Condé Nast’s Eric Gillin on brand building, listening, and solving problems

 

Eric Gillin ()

 

Late last month, Gillin moved from Condé Nast’s lifestyle division, which includes Architectural Digest, Bon Appetit, and Self, to the culture division, which includes which includes The New Yorker, Wired, and Ars Technica.

Gillin explained that the advent of digital platforms and spaces have created an existential crisis for some publishers.  “We used to, as print publishers, own a fairly direct connection with the consumer and over the last 15 years, that’s all been sort of interrupted. So, I think people have this existential crisis of like, what am I doing with this brand if this brand is not magazine?”

Brands solve problems people have, Gillin said, adding magazine is about a platform and brand is sort of what that magazine is doing, “A lot of magazines are defined by a topic, voice, tone or, or those types of things,” he said. “But when I look at brands, brands are about solving problems and then it really becomes about the users that you’re attracting through that brand.”

He explained that he looks at platforms and how can brands in themselves inhabit platforms like print, TikTok, TV, digital videos, events and experiential. “All these different outlets or places where publishers can distribute content potentially are a place where you’re rain may or may not want to play. Anywhere your brand reaches a customer, in my mind, is a platform.” 

Gillin said that his work involves trying to figure out how to how brands should interact with platforms. “What I ended up focusing on more often than anything else is the people, the people that support that brand currently, who are they? What do they love about it? What did they not love about it? And then there’s a little bit of a future focus: Who should be liking this brand? Where are they?”
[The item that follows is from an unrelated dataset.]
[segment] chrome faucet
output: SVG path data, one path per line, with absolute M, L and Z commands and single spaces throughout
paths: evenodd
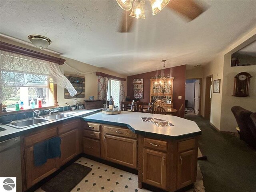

Great brands speak to specific audiences of people on various platforms. Take, for example, Condé Nast’s Bon Appétit. Gillin spent seven years with Bon Appétit, and he explained that when Editor-in-Chief Adam Rapoport  added a different element to the magazine, lifestyle events, which cultivated new audiences.

 

Have conversations, listen

“(Adam) added a whole new ingredient to that magazine,” Gillin said. “And that was where food and culture meet. It wasn’t just what was on the plate, it was about what was around the plate, and that expanded the world of that magazine. Now, if you’re a hardcore recipe lover, you might not have loved this other stuff that he added. But if you’re someone that isn’t just focused on what’s on the plate, he added a whole new dimension for you to sort of embrace.”

Bon Appétit’s extensions of the brands onto platforms were something that evolved over time.

“We had this great magazine and I think the first place where we really clicked was Twitter. The tone of the magazine and the writing of the magazine extended nicely to tweets and people thought it was a really clever feed,” Gillin said. “The next thing we did was extend the brand that was great in photography to Instagram. So, we just kept trying new things without over-committing.”

Bon Appétit tried Facebook, but were trying to game an algorithm, had tried video documentaries on YouTube. The strategy took years, but they had to make sure that every video they made could be sold to a sponsor or drive audience or metrics.

 

Eric Gillin Peter Houston ()

 

Steer into your strengths

But, brands are all unique, and what works for one on one platform may not work for another. It’s important that publishers move beyond the survey and talk to the people that actually read your brand and support it. “I think it’s really important to kind of have that conversation about your brand with the people that are engaged in it,” Gillin said. “Brands can become facilitators for the communities within their brand.”

“Where is your brand doing something, kind of a little outside of the lines where it’s working well and how much bigger can you make that? Steer into your strengths.”

The easiest way to do that is for publishers to stop thinking about scale, he said. “I think at the end of the day, like scale is fantastic, but scale gets very expensive for your business because you have to support it with all kinds of people and things in equipment and servers and you name it. So scale is not free,” Gillin told Houston.

Publishers ought to focus on discovering what people will love, because when people love something, Gillin explained, they will pay for it. If you have audiences willing to five you money, pay attention to them.  “Whether it’s clients or advertisers, we offer level of white glove service and kind of try to align our strengths with their needs,” Gillin said. “If somebody is willing to give you money for an experience or for immediate product, you’ve kind of got to do better job at customer service and really focus on what their needs are… so, it comes back to listening.”